C'est ainsi que la Formule E d'ABB s'est déroulée en numérique pendant plusieurs semaines, avec un plateau de pilotes mêlant des pilotes réguliers et des sportifs en ligne de haut niveau. Comment les gens ont-ils accueilli le transfert de la course dans le domaine virtuel ?

Je dois dire que j'en suis très satisfait. Il nous manque bien sûr certaines plateformes d'engagement personnel, que nous apprécions beaucoup. Mais nous apprenons aussi beaucoup : comment impliquer les fans ? Comment peuvent-ils devenir une partie numérique de la course ? Et à un niveau compétitif, le mariage de l'e-sport et de la course est unique en son genre. Heureusement, notre public est très agile et flexible, il a donc montré une grande volonté de tester l'offre numérique.

 

La domination médiatique du thème autour de Corona fait que l'on débat moins de Sustainability. Pensez-vous que le débat sur la durabilité s'en trouve affaibli ?

Pour nous, le thème de l'e-mobilité est au cœur de notre chaîne de création de valeur. Mais au fond, il s'agit de la gestion durable des ressources ; un thème qui ne connaîtra en aucun cas un ralentissement, mais une accélération. Il s'agit de savoir comment nous gérons l'énergie et le transport de manière durable et raisonnable. Là encore, la situation actuelle aura plutôt un effet de booster.

 

Parce que la volonté de s'engager pour une vie bonne - et de ne pas la considérer comme allant de soi - augmente peut-être ?

Oui, mais j'aimerais inverser cet aspect sérieux. Il ne fait absolument aucun doute que l'avenir devra relever de nombreux défis difficiles. Des entreprises comme ABB veulent développer avec les gens du monde entier des idées qui permettront à l'avenir une cohabitation digne d'être vécue. Mais si l'on aborde la question avec l'idée que cela n'apportera que des problèmes et des difficultés, alors c'est faux. La Formule E d'ABB montre que les nouvelles technologies peuvent être amusantes. Derrière tout ce que nous faisons, il y a donc un message optimiste : l'avenir est bon.

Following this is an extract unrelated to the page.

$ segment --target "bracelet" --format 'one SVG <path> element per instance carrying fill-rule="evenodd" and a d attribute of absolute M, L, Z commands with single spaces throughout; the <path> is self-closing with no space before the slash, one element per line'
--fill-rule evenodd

Le site ABB Formule E est une série de courses internationales qui (contrairement à la Formule 1 par exemple) se déroule avec des véhicules entièrement électriques. Comme celles-ci sont de construction identique pour toutes les équipes, l'analyse des données et les "boosts" numériques ainsi que les compétences des pilotes jouent un rôle décisif. Dans le cadre de la pandémie Corona, les courses se déroulent en ligne : Plus de détails sous Fiaformulae.com.

 

Cette interview est parue pour la première fois dans l'édition 6-7/2020 de m&k.